Quellen: Statistisches Bundesamt; eigene Berechnungen.

Zunächst ergibt sich für die ersten beiden Konjunkturzyklen ab 1975 und ab 1982 in den Aufschwungjahren eine nahezu deckungsgleiche Dynamik beider Nachfrageaggregate. Dieser enge Gleichlauf von Exporten und Ausrüstungsinvestitionen war aber in der ersten Hälfte der 1990er-Jahre und im Zeitraum 2000 bis 2003 nicht mehr gegeben. Die Exporte konnten in diesen beiden Phasen nicht mehr im gewohnten Ausmaß die Investitionstätigkeit im Inland stimulieren. Als Ursachen für den unterbrochenen Transmissionsriemen vom Export hin zu den Inlandsinvestitionen können Probleme auf der Angebotsseite in Deutschland angeführt werden. Im internationalen Vergleich hohe Steuersätze und die vergleichsweise hohen Lohnstückkosten stellten ein Rendite- und Standorthandicap dar. Außerdem trug die Unsicherheit bezüglich der wirtschaftspolitischen Rahmenbedingungen zur Investitionszurückhaltung bei. Und nicht zuletzt boten sich in dieser Zeit – etwa durch die wirtschaftliche Öffnung der Länder Mittel- und Osteuropas – neue internationale Anlagealternativen.

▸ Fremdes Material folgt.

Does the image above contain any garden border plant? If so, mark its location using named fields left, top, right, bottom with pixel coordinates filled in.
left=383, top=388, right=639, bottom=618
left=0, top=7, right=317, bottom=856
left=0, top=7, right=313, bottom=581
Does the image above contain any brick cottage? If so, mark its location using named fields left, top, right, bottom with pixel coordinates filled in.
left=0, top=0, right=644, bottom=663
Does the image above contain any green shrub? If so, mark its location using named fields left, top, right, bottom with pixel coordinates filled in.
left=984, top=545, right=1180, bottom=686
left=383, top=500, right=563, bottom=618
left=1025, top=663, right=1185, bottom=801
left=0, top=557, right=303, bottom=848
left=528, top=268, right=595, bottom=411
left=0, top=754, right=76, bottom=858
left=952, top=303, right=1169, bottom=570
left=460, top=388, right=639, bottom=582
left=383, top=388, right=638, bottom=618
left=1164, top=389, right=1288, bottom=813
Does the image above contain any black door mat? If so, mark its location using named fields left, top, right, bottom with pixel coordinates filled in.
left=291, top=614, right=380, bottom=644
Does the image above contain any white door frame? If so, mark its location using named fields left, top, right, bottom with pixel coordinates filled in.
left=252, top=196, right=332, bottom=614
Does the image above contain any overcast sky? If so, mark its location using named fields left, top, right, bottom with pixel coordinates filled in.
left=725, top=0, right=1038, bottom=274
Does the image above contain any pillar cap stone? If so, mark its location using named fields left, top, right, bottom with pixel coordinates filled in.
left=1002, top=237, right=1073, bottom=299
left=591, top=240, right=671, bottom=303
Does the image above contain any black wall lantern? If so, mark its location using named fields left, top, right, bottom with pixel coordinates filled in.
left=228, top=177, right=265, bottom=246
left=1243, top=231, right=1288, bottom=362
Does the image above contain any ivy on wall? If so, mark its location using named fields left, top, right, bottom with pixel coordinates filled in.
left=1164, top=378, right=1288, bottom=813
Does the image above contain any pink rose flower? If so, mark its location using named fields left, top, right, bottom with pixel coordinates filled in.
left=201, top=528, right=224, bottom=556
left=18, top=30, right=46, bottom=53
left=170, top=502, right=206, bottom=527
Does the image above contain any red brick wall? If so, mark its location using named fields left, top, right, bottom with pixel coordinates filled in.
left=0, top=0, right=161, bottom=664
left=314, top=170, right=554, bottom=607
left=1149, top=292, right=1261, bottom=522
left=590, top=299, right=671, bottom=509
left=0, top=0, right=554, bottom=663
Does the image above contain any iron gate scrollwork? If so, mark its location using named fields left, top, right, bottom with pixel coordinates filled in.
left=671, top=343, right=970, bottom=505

Der im Jahr 2008 zu Ende gegangene Aufschwung war dagegen wieder von einem bemerkenswert engen Gleichlauf von Exporten und Ausrüstungsinvestitionen geprägt. Angebotsseitige Belastungen wie zur Jahrtausendwende waren offenbar nicht dominierend. Im Zeitraum 2003 bis 2008 stiegen die realen Exporte um insgesamt 48 Prozent und die preisbereinigten Ausrüstungsinvestitionen um insgesamt 41 Prozent an. Damit wurde das Wachstum in Deutschland nicht nur vom Außenbeitrag, also dem Exportüberschuss, sondern auch von der Investitionstätigkeit im Inland angetrieben. Das Krisenjahr 2009 war schließlich von einem starken Einbruch der Exporte und der Investitionen geprägt.

Erfreulicherweise wird die in erster Linie über die Ausfuhrtätigkeit stimulierte Erholung in Deutschland bereits im Jahr 2010 wieder von einer anziehenden Investitionstätigkeit begleitet. Damit läuft auch in der gegenwärtigen Erholungsphase die deutsche Konjunktur nicht mit Schlagseite, sondern auf dem Auslands- und dem Inlandsbein. Jedwede Verschlechterung der Angebots- und Standortbedingungen gefährdet diesen Gleichlauf. Für die Wirtschaftspolitik bedeutet dies: Ihr Fokus muss weg von der kurzfristigen Konjunkturfixierung und hin zum langfristigen Wachstumspfad gerichtet werden. Die wichtigsten Aufgaben der Wirtschaftspolitik in Deutschland sind die Stärkung der Angebotsseite über eine ausgabenseitige Konsolidierung der öffentlichen Haushalte sowie die permanente Verbesserung der Investitionsbedingungen zur Weiterentwicklung des Produktionspotenzials.